Monday, May 19, 2008

Finding an Agent

For those who journey to Hollywood without an agent or are living here attempting to find an agent, you will find this a challenging and often frustrating path, one that requires great willingness and patience.

We immediately learned to resource industry friends with potential contract and to follow-up on each of them. While one lead may not yield an agent or manager, it could lead you to another path that does get results; this is a process within a process.

Without a doubt, coming here with an agent and manager will get you out of the gate much quicker. Arriving here without representation is tricky, and when you arrive you must remember that finding representation should be your number one goal, before you even worry about auditioning and booking roles.

In our many conversations with parents, we have found that a great headshot, a resume and a professional reel are all key.

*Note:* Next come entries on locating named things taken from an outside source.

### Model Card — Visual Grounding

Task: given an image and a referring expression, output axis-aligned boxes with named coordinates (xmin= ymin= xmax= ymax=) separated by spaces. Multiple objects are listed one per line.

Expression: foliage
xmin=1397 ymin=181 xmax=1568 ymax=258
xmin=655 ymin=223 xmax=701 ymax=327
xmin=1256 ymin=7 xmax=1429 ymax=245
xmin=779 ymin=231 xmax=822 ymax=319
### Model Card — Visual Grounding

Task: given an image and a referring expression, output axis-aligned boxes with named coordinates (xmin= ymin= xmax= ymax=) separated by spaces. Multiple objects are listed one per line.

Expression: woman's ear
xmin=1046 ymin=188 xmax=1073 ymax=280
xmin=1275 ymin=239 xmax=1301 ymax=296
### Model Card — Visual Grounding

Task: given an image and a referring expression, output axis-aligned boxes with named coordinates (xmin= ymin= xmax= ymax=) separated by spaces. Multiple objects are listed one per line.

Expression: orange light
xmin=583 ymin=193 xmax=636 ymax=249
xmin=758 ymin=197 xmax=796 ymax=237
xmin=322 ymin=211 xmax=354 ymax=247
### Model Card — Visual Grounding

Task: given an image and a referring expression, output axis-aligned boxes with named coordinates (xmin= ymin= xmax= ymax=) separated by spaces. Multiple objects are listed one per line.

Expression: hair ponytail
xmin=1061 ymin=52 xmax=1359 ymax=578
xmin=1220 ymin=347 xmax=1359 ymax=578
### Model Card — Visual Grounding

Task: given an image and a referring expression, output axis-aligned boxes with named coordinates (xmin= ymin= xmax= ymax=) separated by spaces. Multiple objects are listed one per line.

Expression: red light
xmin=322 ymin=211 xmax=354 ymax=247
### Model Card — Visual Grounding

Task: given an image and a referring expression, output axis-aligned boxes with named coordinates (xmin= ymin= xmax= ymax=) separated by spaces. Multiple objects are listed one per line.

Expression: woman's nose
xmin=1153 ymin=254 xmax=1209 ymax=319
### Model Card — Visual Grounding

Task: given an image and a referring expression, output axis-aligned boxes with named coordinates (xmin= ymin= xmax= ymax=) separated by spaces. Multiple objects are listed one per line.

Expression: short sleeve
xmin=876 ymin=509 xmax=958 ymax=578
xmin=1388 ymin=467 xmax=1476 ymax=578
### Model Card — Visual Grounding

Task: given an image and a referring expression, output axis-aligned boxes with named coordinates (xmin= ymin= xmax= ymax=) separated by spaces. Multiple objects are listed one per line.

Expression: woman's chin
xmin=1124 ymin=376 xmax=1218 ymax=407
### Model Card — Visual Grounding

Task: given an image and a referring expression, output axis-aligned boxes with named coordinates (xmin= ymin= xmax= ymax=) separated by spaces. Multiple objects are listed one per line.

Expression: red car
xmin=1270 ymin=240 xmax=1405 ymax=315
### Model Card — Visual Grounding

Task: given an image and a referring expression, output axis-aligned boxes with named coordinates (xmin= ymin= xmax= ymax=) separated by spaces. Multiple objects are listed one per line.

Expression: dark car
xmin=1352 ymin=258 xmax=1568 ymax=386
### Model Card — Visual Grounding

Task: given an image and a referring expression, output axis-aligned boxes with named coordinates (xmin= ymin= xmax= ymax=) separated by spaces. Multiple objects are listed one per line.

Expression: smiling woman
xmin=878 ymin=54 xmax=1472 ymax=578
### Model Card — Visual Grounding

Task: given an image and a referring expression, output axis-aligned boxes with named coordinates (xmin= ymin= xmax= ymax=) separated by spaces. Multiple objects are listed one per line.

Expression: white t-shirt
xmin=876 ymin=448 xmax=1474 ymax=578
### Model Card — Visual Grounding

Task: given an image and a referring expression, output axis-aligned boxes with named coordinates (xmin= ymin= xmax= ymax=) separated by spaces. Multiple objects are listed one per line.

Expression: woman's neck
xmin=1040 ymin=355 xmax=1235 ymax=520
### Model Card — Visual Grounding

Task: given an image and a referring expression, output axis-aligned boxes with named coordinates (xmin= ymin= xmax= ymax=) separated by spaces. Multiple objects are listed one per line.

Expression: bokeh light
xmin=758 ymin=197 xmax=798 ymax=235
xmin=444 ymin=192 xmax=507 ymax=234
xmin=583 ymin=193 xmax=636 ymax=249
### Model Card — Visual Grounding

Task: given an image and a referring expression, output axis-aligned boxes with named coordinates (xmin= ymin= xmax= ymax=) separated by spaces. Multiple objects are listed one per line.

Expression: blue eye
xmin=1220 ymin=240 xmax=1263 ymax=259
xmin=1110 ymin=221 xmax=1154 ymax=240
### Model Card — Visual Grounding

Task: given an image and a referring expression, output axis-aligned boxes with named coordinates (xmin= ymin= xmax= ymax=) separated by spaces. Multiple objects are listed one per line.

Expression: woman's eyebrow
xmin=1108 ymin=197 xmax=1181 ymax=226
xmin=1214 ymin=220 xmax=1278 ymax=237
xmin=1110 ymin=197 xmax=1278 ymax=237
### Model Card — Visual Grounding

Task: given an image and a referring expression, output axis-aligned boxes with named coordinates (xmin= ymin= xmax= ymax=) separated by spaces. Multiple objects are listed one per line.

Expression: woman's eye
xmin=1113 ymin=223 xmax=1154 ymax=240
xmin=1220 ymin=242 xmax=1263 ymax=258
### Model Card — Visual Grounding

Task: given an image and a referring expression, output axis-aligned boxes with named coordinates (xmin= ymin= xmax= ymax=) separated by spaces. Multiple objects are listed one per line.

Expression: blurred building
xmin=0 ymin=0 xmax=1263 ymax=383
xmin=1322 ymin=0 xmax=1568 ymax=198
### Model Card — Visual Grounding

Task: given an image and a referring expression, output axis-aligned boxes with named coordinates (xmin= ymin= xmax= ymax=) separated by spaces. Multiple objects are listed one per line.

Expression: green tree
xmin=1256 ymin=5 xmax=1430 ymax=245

There is, however, no easier way in than an industry referral. When you combine that with a great headshot, a proper resume and an awesome reel, you're more likely to seal the deal.

You may be saying, "well if I don't have representation and my focus isn't on roles, but rather finding representation, then how would my child have a great resume and reel?"

It's that old, "What comes first, the experience or the job,' question. I'd say, the job (ie getting an agent) comes after the experience, but in this case you need to open your mind and expand your horizons for what experience actually is. If your child is in a play, it is experience. If your child is taking classes, it's experience. If your child volunteered to dance at an event or won a beauty pageant, it's experience.

For the "foot in the door," networking is key. Go to events, meet parents in the industry, sign up for classes - anything to meet people. Be genuine, smile, and make sure your kids are polite!

We have successfully connected friends with agents and managers and are very respectful to both parties in that we qualify each recommendation with great thought and communicate with accuracy and reason.

There are many excellent managers and agencies; the trick is to find a comfortable fit for your family, and that "fit" will work both ways. This is why the agent/manager interviews are also important. Let your child speak when appropriate specifically when questions are asked that he knows how to answer.

Like so many experiences in life, we grow and learn by trial and error. The path of finding the best match for you can be long, educational and often lonely, but it is doable. We never gave up or lowered our expectations. If you want this, we encourage you to do the same.